Dakshin: South Indian Myths and Fables Retold is a collection of 15 folktales from South India. Authored by Nitin Kushalappa and illustrated by Pari Satarkar (artwork and cover illustration) and Isha Nagar (cover design), It was published by Puffin India (a subdivision of Penguin Random House) in 2023. The book features tales of sorcerers, gods, goddesses, fairies, animals, village folk, hunters, kings, and queens. The folk tales are based on diverse sources, drawn from books, songs sung at local temples, verses from regional languages, retellings of popular folklore, movies, and even comic books. This work of fiction is primarily meant for children and young adults.

== Stories ==

1. The Tale of the Mynah who never gave up
2. The Tale of Bala Nagamma and the Evil Sorcerer
3. The Giant Red Kangaroo, the Queen and the Hunter
4. The Tale of the Singing Drum
5. The Blessings of Vishnu
6. The Cat and the Fly's Delicious Congee
7. The Cow and the Tiger
8. The Seven Fairy Princesses
9. The Tale of the Last Sun
10. The Tale of the Miser
11. The Tale of the Jungle River
12. The Tale of the Boy Champion
13. The Tale of the Good Boy
14. The Moon Prince
15. The Sage and the River

==Reception==

Sammohinee Ghosh of Mid-day, a Mumbai daily, states that "Kushalappa’s writing strikes the reader through its detailed and in-depth research."
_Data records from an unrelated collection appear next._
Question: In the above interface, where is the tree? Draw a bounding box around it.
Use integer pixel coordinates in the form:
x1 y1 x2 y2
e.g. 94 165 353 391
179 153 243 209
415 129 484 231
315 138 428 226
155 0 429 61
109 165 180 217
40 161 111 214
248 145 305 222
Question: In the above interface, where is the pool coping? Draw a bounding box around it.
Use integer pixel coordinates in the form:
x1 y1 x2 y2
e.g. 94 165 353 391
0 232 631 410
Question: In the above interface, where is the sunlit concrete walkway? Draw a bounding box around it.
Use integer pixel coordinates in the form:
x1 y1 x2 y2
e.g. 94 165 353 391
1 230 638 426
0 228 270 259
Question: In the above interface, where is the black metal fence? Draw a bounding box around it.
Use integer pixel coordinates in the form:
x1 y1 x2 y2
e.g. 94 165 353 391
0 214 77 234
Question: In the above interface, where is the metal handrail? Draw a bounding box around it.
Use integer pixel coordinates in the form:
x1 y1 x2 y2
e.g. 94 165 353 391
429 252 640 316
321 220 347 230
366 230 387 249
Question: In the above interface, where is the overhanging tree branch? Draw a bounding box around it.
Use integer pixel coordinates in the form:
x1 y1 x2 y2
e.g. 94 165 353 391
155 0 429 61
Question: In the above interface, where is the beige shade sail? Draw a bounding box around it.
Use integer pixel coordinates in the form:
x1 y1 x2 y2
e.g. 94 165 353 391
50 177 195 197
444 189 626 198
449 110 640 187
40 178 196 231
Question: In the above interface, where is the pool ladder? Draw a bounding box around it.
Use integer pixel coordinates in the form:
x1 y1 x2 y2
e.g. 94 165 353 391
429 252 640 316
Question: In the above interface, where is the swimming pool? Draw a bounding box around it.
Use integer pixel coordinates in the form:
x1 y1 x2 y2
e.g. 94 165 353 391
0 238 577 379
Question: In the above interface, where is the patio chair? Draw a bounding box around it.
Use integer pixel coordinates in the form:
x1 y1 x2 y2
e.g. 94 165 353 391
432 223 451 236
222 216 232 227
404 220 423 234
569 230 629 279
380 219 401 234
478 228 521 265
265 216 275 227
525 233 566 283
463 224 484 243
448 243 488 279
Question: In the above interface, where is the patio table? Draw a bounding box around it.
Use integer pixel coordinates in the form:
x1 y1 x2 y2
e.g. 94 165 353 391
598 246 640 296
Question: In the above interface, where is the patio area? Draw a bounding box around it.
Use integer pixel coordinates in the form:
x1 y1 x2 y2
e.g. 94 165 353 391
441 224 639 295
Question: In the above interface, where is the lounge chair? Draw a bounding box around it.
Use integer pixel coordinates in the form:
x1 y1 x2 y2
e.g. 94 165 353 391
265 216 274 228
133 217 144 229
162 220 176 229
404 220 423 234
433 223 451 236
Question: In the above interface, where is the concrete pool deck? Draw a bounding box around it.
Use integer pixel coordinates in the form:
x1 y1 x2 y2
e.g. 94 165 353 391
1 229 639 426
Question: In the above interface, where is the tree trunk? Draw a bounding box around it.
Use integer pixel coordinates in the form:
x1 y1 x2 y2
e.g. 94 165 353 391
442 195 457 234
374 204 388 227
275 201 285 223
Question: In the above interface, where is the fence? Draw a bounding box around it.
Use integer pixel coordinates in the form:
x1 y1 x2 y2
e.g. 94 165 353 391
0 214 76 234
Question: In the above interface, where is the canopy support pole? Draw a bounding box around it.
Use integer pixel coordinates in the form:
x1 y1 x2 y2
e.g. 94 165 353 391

Shweta Sharan of the Mint, a New Delhi-based publication under HT Media, states, "Keen to retell and document fables and myths from India, Nitin Kushalappa MP has collected 15 fantastic folk tales from South India in his latest book, 'Dakshin: South Indian Myths and Fables Retold'. Published by Puffin (an imprint of Penguin Random House India), the book is filled with tales of evil sorcerers, gods, goddesses, fairies, animals, village folk, hunters, kings, and queens."

Author C P Belliappa writes in Star of Mysore, "In retelling these stories, Nitin has given them a new flavour with his distinctive writing style... Each of the stories takes the reader on a whirlwind of fantasy. By the time the story peaks the reader is drawn into the vortex of the tale wondering what comes next. Every story invariably has an unexpected ending. And every story has a moral. The book is targeted at children nine years and older. It’s a collection that can be enjoyed by young adults, adults, and senior citizens as well... The book is on its way to becoming a classic. "

Md. Faizan Moquim wrote about the book in The Book Review in November 2023. He says that, "Kushalappa’s skillful narration keeps the reader anticipating the next twist and provides ample occasion to relish the world of folklore. The author, however, does not attempt to tease out differences between fables, myths, and folktales. A note toward this end in the introduction would have added clarity to these seemingly interchangeable terms for the young readers... Kushalappa’s retelling is certainly bound to inspire readers to find new horizons of meaning."

==Awards==
Dakshin was shortlisted for the 2023 Atta Galatta-Bangalore Literature Festival Book Prize in the children's fiction category. In 2025, this book got its author the
Sahitya Akademi's Bal Sahitya Puraskar, India's highest national award for children's literature.